Weißer Teufel
heißt es ›Das Fieber von Messolonghi‹. Bis ich es eventuell noch einmal umbenenne.« Er nahm sich die erste Seite des Skripts vor. »Wir gesellen uns gegen Ende seines Lebens zu Byron. Mit nur sechsunddreißig – noch sehr jung, was, James? – stirbt er an einem Fieber in Messolonghi in Griechenland, nachdem er sich der Unabhängigkeitsbewegung der Griechen von den Türken angeschlossen hatte. Sein Freund, ein Rüstungsoffizier, überredet ihn, seine Lebensgeschichte zu erzählen.« Fawkes machte eine Pause, um die Aussage wirken zu lassen. » Um herauszufinden, wer Byrons wahre Liebe war . Es gibt viele, sehr viele, unter denen man auswählen könnte«, fügte er grinsend hinzu. »Byron war, sagen wir, ein hochmotivierter Liebhaber. Ich möchte euch mit seinen Liebschaften bekannt machen. Ich lasse sie zu Byron kommen wie die Geister zu Scrooge. In chronologischer Reihenfolge.« Er deutete auf eine der Schülerinnen, ein dürres Mädchen mit kurzem rotem Haar und nervösem Gehabe.
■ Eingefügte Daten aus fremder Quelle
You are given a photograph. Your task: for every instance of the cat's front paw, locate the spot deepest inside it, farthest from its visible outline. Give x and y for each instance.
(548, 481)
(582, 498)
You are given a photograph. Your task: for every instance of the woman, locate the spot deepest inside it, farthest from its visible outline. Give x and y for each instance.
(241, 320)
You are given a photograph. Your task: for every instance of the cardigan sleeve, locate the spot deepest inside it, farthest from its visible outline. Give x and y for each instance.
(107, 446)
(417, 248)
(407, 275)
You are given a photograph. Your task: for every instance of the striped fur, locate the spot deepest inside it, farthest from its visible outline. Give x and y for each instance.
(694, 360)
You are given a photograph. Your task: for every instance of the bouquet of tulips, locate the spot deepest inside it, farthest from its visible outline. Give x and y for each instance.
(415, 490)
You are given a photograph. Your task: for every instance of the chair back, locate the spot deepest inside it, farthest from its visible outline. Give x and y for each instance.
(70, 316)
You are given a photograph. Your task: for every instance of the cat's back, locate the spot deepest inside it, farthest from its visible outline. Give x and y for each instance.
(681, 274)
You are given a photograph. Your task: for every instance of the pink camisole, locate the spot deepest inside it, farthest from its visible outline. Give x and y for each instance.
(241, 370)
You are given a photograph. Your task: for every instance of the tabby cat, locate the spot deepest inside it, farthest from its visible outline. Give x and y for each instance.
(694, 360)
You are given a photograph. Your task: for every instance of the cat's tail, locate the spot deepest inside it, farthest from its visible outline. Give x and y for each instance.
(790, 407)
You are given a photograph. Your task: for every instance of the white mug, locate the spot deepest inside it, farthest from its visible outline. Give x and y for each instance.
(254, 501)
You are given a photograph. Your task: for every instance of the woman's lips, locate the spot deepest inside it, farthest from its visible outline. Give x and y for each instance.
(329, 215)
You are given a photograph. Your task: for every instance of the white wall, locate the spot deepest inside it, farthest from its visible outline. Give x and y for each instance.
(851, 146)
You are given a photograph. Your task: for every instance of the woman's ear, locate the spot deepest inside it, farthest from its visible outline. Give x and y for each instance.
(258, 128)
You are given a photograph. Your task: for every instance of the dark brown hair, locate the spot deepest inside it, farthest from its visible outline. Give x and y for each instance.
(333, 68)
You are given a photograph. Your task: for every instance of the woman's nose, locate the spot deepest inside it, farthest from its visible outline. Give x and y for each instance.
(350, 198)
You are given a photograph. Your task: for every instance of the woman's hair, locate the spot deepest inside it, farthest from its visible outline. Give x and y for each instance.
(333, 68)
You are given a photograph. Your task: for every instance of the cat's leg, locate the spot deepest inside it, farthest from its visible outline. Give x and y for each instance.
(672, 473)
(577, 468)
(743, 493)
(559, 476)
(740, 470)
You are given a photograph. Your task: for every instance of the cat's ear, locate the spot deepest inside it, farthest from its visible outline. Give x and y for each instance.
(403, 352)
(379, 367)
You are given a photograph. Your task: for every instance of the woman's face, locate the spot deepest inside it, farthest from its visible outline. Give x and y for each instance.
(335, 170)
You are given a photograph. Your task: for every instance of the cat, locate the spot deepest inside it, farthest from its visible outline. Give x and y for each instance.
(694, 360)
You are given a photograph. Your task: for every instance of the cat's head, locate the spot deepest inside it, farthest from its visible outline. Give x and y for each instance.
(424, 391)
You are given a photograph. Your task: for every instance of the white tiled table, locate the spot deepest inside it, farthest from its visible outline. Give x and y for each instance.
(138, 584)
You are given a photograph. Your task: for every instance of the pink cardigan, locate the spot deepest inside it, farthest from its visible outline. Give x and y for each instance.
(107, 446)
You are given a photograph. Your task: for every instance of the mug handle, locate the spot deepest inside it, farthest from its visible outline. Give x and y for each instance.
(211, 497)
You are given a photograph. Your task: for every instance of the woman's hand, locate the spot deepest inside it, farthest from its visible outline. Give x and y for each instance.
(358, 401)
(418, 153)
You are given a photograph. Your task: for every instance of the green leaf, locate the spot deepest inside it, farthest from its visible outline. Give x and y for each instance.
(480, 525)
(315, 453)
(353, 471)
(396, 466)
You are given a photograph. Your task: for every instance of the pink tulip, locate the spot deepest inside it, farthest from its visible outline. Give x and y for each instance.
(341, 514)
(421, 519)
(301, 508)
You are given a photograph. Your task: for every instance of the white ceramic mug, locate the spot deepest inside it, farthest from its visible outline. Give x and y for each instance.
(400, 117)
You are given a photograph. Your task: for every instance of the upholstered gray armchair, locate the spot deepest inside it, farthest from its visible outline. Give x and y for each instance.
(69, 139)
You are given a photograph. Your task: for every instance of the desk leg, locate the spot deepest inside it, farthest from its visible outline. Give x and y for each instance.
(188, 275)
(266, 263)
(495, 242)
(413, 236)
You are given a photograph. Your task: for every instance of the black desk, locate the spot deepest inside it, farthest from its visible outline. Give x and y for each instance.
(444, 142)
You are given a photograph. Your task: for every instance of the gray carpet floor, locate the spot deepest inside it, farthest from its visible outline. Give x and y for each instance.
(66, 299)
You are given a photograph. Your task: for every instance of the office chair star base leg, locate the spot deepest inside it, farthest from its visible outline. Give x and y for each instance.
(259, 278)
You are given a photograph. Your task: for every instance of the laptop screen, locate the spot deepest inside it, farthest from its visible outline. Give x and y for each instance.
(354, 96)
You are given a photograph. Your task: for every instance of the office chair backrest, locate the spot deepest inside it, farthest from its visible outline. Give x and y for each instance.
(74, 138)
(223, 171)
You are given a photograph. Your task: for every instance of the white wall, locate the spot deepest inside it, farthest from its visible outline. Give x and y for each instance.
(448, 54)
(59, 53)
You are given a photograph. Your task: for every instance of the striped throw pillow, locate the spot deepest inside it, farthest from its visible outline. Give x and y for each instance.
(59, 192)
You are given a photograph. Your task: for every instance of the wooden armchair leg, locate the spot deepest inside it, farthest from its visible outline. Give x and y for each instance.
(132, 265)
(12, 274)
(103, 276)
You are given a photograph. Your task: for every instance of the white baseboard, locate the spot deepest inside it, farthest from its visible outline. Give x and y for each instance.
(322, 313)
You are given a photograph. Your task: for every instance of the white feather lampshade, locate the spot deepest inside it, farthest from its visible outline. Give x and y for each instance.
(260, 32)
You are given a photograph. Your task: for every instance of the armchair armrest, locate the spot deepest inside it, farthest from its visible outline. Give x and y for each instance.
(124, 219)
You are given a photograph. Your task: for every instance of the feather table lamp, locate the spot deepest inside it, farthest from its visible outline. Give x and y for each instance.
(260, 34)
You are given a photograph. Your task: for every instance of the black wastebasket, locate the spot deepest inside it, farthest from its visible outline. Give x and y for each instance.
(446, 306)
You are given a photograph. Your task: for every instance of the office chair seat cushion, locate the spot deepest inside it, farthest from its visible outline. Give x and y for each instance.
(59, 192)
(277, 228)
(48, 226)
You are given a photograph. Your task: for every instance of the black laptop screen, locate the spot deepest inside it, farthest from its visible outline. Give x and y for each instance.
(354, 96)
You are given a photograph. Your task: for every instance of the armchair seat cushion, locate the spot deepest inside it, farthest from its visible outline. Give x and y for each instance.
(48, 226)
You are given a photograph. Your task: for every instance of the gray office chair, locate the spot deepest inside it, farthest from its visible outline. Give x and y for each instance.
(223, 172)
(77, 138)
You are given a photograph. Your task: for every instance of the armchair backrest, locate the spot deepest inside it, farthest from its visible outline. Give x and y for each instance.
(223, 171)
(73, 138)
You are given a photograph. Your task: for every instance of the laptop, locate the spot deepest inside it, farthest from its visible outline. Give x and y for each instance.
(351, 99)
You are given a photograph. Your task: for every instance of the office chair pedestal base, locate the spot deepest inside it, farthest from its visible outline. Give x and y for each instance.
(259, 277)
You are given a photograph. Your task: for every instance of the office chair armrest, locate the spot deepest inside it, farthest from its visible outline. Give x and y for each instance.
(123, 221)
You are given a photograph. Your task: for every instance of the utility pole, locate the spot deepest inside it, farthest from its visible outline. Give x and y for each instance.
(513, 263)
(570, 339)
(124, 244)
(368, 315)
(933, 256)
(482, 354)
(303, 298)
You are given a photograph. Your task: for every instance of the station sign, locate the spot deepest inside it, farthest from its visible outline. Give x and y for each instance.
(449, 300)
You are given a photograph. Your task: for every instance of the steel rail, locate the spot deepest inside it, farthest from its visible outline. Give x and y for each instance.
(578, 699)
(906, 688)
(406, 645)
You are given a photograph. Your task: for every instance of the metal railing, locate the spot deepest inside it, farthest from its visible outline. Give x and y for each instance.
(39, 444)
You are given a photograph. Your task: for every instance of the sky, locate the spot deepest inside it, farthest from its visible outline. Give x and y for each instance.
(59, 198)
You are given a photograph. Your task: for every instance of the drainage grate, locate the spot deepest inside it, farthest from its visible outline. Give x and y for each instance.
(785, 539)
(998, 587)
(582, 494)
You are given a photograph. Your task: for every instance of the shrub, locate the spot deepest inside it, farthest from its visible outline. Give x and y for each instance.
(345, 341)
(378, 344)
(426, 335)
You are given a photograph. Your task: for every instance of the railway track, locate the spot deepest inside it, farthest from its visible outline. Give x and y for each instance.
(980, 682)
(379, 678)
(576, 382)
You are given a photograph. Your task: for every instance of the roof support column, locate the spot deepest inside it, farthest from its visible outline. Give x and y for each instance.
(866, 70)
»Lady Caroline Lamb«, kündigte er an. Das Mädchen stand auf. »Byron verbringt zwei Jahre im Ausland – er nennt das selbstauferlegtes Exil. Andere würden Ferien dazu sagen.« Damit erntete er verhaltenes Gelächter. »Er veröffentlicht die ersten beiden Gesänge von Childe Harold, und er wacht eines Morgens auf und ist plötzlich berühmt – das ist seine eigene Aussage. Mit einem Mal gilt er als echte Sensation und wird zu phantastischen Dinners in London eingeladen: augenscheinlich hält er nach einer Frau Ausschau. Allerdings tut er dann die verheiratete Caro auf – sein Kosename für sie. Sie ist verrücktnach ihm. Später wird deutlich, dass sie vollkommen verrückt ist. Gnadenlos verfolgt sie Byron; einmal verschafft sie sich als Page verkleidet Zugang zu seinen Räumen, ein anderes Mal schleicht sie sich in sein Arbeitszimmer und kritzelt Remember me! über die Seiten eines Buches. Byron antwortet mit einem Gedicht.« Fawkes nahm das grüne Buch, das Andrew von seinem »Vorsprechtermin« wiedererkannte.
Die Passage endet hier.